When Peter Harris arrives in Turnham Malpas as the new rector, he finds the village people welcoming but set in their ways. Yet despite his own weaknesses, and the sadness of his childless wife, he comforts and advises his new parishioners, growing more and more involved with the rural way of life.
Then the whole village is rocked by spiteful trick that goes terribly wrong, and a gruesome murder that points to a killer in its midst. Now, more than ever, Peter's pastoral role is crucial - and yet he is wrestling with his own private hell that may still wreck his own life.

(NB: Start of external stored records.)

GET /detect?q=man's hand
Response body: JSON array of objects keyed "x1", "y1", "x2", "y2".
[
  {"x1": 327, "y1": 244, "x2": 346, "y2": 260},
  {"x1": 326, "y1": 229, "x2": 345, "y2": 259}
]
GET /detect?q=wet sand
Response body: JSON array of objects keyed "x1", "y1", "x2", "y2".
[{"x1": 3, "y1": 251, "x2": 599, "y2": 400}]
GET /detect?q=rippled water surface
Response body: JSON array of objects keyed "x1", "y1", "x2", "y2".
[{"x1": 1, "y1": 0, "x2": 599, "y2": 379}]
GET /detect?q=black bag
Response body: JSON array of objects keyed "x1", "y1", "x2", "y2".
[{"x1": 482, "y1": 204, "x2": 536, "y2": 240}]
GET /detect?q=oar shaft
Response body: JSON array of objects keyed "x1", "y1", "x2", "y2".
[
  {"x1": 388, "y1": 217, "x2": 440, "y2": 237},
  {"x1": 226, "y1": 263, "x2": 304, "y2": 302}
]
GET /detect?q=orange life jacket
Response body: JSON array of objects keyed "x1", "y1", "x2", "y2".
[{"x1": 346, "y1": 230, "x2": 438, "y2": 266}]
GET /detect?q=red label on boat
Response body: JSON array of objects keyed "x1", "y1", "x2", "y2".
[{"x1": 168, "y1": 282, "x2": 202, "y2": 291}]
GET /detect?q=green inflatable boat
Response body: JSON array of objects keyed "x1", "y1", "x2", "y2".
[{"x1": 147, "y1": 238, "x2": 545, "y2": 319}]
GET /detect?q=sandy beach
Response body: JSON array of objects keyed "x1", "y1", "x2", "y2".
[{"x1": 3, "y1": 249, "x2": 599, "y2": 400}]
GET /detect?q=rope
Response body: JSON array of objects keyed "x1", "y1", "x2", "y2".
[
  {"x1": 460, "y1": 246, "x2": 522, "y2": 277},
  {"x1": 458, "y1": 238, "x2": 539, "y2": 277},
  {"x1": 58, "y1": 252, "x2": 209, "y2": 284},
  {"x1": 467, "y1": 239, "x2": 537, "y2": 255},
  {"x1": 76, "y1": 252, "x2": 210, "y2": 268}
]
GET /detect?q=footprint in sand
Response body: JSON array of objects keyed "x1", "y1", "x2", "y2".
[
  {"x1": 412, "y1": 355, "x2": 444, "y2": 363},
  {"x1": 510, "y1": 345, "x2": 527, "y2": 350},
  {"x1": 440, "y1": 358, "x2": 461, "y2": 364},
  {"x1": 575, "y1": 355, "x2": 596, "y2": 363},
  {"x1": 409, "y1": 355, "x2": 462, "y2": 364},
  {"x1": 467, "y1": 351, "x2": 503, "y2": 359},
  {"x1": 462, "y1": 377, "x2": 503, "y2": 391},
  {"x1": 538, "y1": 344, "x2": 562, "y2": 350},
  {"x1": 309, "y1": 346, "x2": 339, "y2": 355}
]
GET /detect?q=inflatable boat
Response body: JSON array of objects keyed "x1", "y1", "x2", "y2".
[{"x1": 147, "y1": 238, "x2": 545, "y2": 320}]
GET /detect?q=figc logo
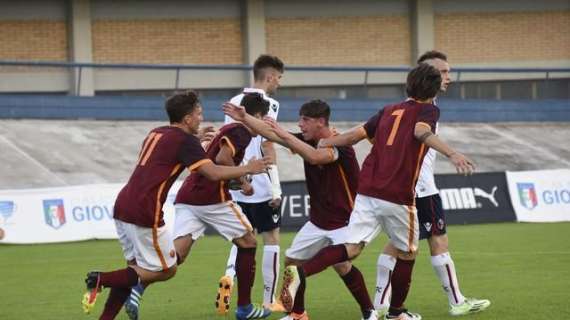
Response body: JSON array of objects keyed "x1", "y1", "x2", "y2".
[
  {"x1": 43, "y1": 199, "x2": 66, "y2": 229},
  {"x1": 517, "y1": 183, "x2": 538, "y2": 210}
]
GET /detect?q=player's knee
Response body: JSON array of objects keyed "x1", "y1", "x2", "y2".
[
  {"x1": 284, "y1": 256, "x2": 302, "y2": 267},
  {"x1": 397, "y1": 250, "x2": 417, "y2": 260},
  {"x1": 332, "y1": 261, "x2": 352, "y2": 276},
  {"x1": 428, "y1": 234, "x2": 449, "y2": 255},
  {"x1": 261, "y1": 228, "x2": 280, "y2": 245},
  {"x1": 235, "y1": 232, "x2": 257, "y2": 248},
  {"x1": 345, "y1": 243, "x2": 363, "y2": 259},
  {"x1": 162, "y1": 265, "x2": 177, "y2": 280}
]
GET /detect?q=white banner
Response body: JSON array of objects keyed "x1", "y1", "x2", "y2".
[
  {"x1": 0, "y1": 182, "x2": 181, "y2": 244},
  {"x1": 506, "y1": 169, "x2": 570, "y2": 222}
]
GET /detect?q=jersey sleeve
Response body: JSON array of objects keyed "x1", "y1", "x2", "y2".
[
  {"x1": 178, "y1": 135, "x2": 211, "y2": 171},
  {"x1": 220, "y1": 125, "x2": 252, "y2": 157},
  {"x1": 416, "y1": 104, "x2": 440, "y2": 132},
  {"x1": 363, "y1": 108, "x2": 384, "y2": 139}
]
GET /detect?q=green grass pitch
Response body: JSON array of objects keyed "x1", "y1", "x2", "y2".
[{"x1": 1, "y1": 222, "x2": 569, "y2": 319}]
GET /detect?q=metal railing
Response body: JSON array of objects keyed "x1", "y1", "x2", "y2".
[{"x1": 1, "y1": 60, "x2": 569, "y2": 95}]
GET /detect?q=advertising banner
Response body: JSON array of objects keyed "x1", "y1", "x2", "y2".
[
  {"x1": 435, "y1": 172, "x2": 517, "y2": 225},
  {"x1": 506, "y1": 169, "x2": 570, "y2": 222},
  {"x1": 0, "y1": 182, "x2": 183, "y2": 244}
]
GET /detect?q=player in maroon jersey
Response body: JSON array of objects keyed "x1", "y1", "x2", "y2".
[
  {"x1": 81, "y1": 91, "x2": 269, "y2": 320},
  {"x1": 224, "y1": 99, "x2": 377, "y2": 320},
  {"x1": 171, "y1": 93, "x2": 275, "y2": 320},
  {"x1": 279, "y1": 64, "x2": 475, "y2": 320}
]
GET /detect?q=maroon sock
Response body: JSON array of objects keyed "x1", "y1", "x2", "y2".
[
  {"x1": 236, "y1": 247, "x2": 256, "y2": 307},
  {"x1": 390, "y1": 258, "x2": 416, "y2": 310},
  {"x1": 100, "y1": 267, "x2": 139, "y2": 288},
  {"x1": 291, "y1": 267, "x2": 306, "y2": 314},
  {"x1": 301, "y1": 244, "x2": 348, "y2": 277},
  {"x1": 341, "y1": 265, "x2": 374, "y2": 313},
  {"x1": 99, "y1": 287, "x2": 130, "y2": 320}
]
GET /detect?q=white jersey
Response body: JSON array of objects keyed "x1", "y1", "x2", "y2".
[
  {"x1": 225, "y1": 88, "x2": 280, "y2": 203},
  {"x1": 415, "y1": 123, "x2": 439, "y2": 198}
]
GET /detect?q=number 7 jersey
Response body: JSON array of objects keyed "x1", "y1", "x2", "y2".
[{"x1": 357, "y1": 100, "x2": 440, "y2": 206}]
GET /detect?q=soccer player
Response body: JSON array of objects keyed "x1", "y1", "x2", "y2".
[
  {"x1": 279, "y1": 64, "x2": 476, "y2": 320},
  {"x1": 222, "y1": 54, "x2": 285, "y2": 311},
  {"x1": 172, "y1": 93, "x2": 274, "y2": 320},
  {"x1": 224, "y1": 99, "x2": 378, "y2": 320},
  {"x1": 81, "y1": 91, "x2": 269, "y2": 320},
  {"x1": 373, "y1": 51, "x2": 491, "y2": 317}
]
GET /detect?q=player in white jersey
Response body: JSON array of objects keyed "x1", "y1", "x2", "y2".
[
  {"x1": 219, "y1": 54, "x2": 285, "y2": 314},
  {"x1": 373, "y1": 51, "x2": 490, "y2": 317}
]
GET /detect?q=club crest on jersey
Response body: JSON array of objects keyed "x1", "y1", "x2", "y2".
[
  {"x1": 43, "y1": 199, "x2": 66, "y2": 229},
  {"x1": 271, "y1": 104, "x2": 278, "y2": 112},
  {"x1": 423, "y1": 222, "x2": 432, "y2": 232},
  {"x1": 517, "y1": 183, "x2": 538, "y2": 210}
]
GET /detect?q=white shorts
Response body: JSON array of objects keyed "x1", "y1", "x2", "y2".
[
  {"x1": 285, "y1": 221, "x2": 349, "y2": 260},
  {"x1": 174, "y1": 201, "x2": 253, "y2": 241},
  {"x1": 345, "y1": 194, "x2": 419, "y2": 253},
  {"x1": 115, "y1": 220, "x2": 176, "y2": 272}
]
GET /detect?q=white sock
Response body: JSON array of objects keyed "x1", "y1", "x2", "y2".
[
  {"x1": 431, "y1": 252, "x2": 466, "y2": 305},
  {"x1": 225, "y1": 244, "x2": 238, "y2": 278},
  {"x1": 262, "y1": 245, "x2": 280, "y2": 305},
  {"x1": 373, "y1": 254, "x2": 396, "y2": 310}
]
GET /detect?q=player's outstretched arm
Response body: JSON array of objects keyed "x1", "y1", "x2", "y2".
[
  {"x1": 197, "y1": 157, "x2": 270, "y2": 181},
  {"x1": 264, "y1": 117, "x2": 337, "y2": 165},
  {"x1": 318, "y1": 125, "x2": 368, "y2": 148},
  {"x1": 222, "y1": 102, "x2": 288, "y2": 146},
  {"x1": 414, "y1": 123, "x2": 475, "y2": 175}
]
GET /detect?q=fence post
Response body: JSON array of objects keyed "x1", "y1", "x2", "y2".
[
  {"x1": 76, "y1": 66, "x2": 83, "y2": 96},
  {"x1": 175, "y1": 68, "x2": 181, "y2": 90}
]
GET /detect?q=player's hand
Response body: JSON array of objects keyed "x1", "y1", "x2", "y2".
[
  {"x1": 240, "y1": 181, "x2": 254, "y2": 196},
  {"x1": 223, "y1": 102, "x2": 247, "y2": 121},
  {"x1": 269, "y1": 197, "x2": 282, "y2": 208},
  {"x1": 449, "y1": 152, "x2": 475, "y2": 176},
  {"x1": 263, "y1": 116, "x2": 288, "y2": 138},
  {"x1": 197, "y1": 126, "x2": 216, "y2": 143},
  {"x1": 245, "y1": 156, "x2": 270, "y2": 174}
]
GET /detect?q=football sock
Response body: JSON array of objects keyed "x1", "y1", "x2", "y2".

The small, gossipy English village of Turnham Malpas is the real protagonist of this entertaining first novel about life among the mannered, self-conscious British from Easter to Christmas of one year. New to town is handsome married pastor Peter Harris, who soon will react to a rather selfish suicide, figure out who pulled some nasty pranks on the town spinster and solve the murder of a local schoolteacher. The narrative is filled with drama, though the most dramatic writing has less to do with homicide than with the neurosis surrounding so-called ``proper'' behavior. Isn't Suzy Meadows's dress, wonder the townspeople, a bit tight and flashy for a mourning widow? And who will occupy the murdered woman's house now that it's vacant? With understanding and sympathy, English writer Shaw captures the tradition-bound, rural sensibility of people who ordinarily mean well but who have trouble communicating with each other. Sending up the British stereotypes (the repressed spinster, the noble gardener) that Americans often relish, she seems to be writing with Yankee Anglophiles in mind.